TSK iç güvenliğe bakmasın
ABONE OL

DARBE KOMİSYONU SİVİLLEŞME VE ÖZGÜRLEŞMENİN YOL HARİTASINI ÇIKARDI

DARBE ve Muhtıraları Araştırma Komisyonu, ülkede bir daha darbelerin olmaması için radikal önerilerde bulunurken, tam sivilleşme istedi.
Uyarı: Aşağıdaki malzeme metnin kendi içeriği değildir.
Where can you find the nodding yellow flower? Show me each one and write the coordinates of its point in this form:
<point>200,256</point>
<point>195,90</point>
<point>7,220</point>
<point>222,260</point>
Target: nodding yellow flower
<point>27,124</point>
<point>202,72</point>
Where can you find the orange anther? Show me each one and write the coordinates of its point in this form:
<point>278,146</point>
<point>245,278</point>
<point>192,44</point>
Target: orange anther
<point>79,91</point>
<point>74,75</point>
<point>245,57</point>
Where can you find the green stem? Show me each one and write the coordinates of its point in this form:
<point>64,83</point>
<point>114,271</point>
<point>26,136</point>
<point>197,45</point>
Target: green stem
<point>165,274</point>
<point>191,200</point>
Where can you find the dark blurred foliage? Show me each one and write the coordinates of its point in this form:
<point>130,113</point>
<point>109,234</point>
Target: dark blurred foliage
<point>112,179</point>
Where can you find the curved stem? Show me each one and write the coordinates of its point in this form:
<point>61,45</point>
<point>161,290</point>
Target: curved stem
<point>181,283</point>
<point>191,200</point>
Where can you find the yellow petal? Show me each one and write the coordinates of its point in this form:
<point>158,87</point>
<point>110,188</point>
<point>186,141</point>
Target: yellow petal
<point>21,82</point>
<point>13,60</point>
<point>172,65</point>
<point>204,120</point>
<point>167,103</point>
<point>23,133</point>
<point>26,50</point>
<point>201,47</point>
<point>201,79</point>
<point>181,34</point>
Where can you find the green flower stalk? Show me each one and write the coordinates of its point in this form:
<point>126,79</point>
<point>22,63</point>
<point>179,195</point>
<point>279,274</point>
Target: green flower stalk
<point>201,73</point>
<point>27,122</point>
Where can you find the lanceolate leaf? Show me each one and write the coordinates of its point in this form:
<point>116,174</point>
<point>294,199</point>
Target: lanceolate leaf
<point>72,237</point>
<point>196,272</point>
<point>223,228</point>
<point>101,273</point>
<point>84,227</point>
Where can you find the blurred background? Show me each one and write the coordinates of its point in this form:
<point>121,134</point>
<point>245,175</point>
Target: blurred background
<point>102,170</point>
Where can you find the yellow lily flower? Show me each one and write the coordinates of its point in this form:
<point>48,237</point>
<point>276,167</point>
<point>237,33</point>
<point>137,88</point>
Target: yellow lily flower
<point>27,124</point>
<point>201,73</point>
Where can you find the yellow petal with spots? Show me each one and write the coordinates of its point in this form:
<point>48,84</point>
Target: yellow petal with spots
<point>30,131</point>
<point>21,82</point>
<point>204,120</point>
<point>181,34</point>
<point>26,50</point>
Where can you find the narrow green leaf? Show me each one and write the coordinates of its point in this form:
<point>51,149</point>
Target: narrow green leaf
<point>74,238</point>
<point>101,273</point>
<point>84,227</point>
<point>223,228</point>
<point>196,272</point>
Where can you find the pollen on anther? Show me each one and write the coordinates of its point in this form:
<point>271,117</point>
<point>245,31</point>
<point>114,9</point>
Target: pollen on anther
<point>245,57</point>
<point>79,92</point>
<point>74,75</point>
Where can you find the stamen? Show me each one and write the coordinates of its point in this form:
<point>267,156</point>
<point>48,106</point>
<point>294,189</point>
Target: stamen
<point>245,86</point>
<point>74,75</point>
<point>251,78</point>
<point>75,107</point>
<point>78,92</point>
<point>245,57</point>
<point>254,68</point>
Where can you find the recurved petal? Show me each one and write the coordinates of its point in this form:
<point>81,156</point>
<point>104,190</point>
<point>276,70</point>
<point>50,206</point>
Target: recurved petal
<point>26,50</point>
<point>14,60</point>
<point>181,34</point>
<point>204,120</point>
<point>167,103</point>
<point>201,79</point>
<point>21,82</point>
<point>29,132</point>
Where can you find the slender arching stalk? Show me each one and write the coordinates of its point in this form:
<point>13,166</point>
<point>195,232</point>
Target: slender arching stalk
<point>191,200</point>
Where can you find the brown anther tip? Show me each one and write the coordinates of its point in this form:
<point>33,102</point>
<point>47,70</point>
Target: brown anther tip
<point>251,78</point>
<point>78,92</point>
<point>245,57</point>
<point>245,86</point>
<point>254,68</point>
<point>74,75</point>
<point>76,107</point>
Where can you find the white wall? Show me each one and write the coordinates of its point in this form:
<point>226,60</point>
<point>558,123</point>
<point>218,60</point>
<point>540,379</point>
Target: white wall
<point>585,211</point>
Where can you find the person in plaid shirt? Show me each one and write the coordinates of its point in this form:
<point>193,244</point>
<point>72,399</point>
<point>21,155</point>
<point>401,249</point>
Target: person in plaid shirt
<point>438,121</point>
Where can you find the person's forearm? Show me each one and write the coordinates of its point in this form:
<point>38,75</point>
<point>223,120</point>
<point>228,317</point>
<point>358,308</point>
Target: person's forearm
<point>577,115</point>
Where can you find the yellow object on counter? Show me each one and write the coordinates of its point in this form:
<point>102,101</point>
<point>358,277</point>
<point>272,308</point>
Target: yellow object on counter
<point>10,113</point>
Komisyon raporunda, TSK’nın yeri ve görevinin yeni anayasada dış savunmaya paralel olarak tanımlanması önerilirken, MİT’in tam sivilleşmesi, jandarma ve askeri istihbarat birimlerinin iç istihbarat, fişleme vb. işlevlere girmesinin önlenmesi gerektiği vurguladı.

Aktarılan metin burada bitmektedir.